Les négociateurs internationaux en Égypte ont convenu d'introduire des limites plus strictes basées sur l'idée que l'équipement 5G n'interférera pas avec les capteurs à micro-ondes jusqu'à ce que l'équipement soit distribué à grande échelle. En conséquence, les négociateurs ont convenu d'adopter des limites de -39 décibels pour les stations de base 5G et de -35 décibels pour les équipements mobiles mis en service après le 1er septembre 2027.

«Le risque est donc que la 5G puisse se déployer plus rapidement que prévu, créant ainsi une augmentation non régulée des interférences dans la bande de spectre des 24 GHz», selon le communiqué de presse de l'OMM.

Renee A. Leduc, fondatrice de Narayan Strategy, une société de conseil en politique météorologique basée à Washington, a déclaré que cet accord "inciterait les entreprises de sans fil à déployer encore plus d'agressivité dans le déploiement de la technologie 5G avant 2027". les entreprises de sans fil ne seront pas tenues de remplacer la technologie qu'elles déploient avant 2027 dès l'entrée en vigueur des nouvelles règles.

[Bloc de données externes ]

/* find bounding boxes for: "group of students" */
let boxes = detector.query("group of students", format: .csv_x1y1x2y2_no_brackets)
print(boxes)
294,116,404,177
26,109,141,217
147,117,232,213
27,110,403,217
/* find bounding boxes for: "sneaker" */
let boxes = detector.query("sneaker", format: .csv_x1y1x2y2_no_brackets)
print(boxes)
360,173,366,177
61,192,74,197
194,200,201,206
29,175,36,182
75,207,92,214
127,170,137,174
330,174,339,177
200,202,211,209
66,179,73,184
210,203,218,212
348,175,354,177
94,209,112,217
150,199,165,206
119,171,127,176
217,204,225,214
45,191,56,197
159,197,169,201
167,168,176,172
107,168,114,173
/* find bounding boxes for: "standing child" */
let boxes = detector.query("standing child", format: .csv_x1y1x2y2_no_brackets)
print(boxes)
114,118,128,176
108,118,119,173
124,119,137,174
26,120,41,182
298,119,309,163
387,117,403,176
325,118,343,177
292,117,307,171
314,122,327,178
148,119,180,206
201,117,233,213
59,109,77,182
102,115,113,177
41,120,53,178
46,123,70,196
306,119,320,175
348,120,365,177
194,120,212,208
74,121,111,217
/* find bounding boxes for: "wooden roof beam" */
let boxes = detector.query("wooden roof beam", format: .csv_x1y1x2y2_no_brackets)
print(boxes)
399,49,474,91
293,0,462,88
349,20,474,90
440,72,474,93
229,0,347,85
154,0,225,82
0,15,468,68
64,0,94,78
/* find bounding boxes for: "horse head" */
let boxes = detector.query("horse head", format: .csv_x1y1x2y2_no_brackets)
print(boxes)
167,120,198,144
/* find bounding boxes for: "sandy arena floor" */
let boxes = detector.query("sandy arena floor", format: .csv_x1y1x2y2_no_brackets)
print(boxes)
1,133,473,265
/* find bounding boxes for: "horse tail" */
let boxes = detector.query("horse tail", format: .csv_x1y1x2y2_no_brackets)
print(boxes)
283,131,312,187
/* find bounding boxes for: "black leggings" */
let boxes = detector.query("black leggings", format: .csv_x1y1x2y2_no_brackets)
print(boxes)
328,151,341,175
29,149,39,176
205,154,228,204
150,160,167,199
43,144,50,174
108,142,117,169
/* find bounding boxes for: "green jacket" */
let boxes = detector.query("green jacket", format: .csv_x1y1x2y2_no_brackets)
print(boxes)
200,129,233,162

Au lieu de cela, ils devront s'assurer que l'équipement mis en service après 2027 est conforme aux normes plus strictes, a ajouté Clarke.

Dans une déclaration, le Secrétaire général de l'OMM, Petteri Taalas, a déclaré: "Cette décision de la CMR-19 pourrait dégrader considérablement la précision des données collectées dans cette bande de fréquences [24 GHz], ce qui compromettrait le fonctionnement des systèmes de satellites d'observation de la Terre existants, indispensables à toutes les prévisions météorologiques et les activités d’alerte des services météorologiques nationaux. Les effets potentiels de cette situation pourraient être ressentis dans de nombreux domaines d’impact, y compris l’aviation, les transports maritimes, la météorologie agricole et l’avertissement d’événements extrêmes, ainsi que notre capacité commune à surveiller les changements climatiques à l’avenir. ”

Le CEPMMT a proposé des conclusions similaires, appelant la décision de la Conférence mondiale des radiocommunications relative à la bande des 24 GHz «une grande déception».

"Nous avons travaillé en étroite collaboration avec la communauté pour expliquer et mettre en évidence les risques liés à l'autorisation pour les opérateurs de la 5G de transmettre à proximité des fréquences météorologiques", a déclaré l'ECMWF dans un communiqué. "L'accord conclu en Égypte est loin de garantir que les applications 5G n'interfèrent pas avec les observations météorologiques à 24 GHz."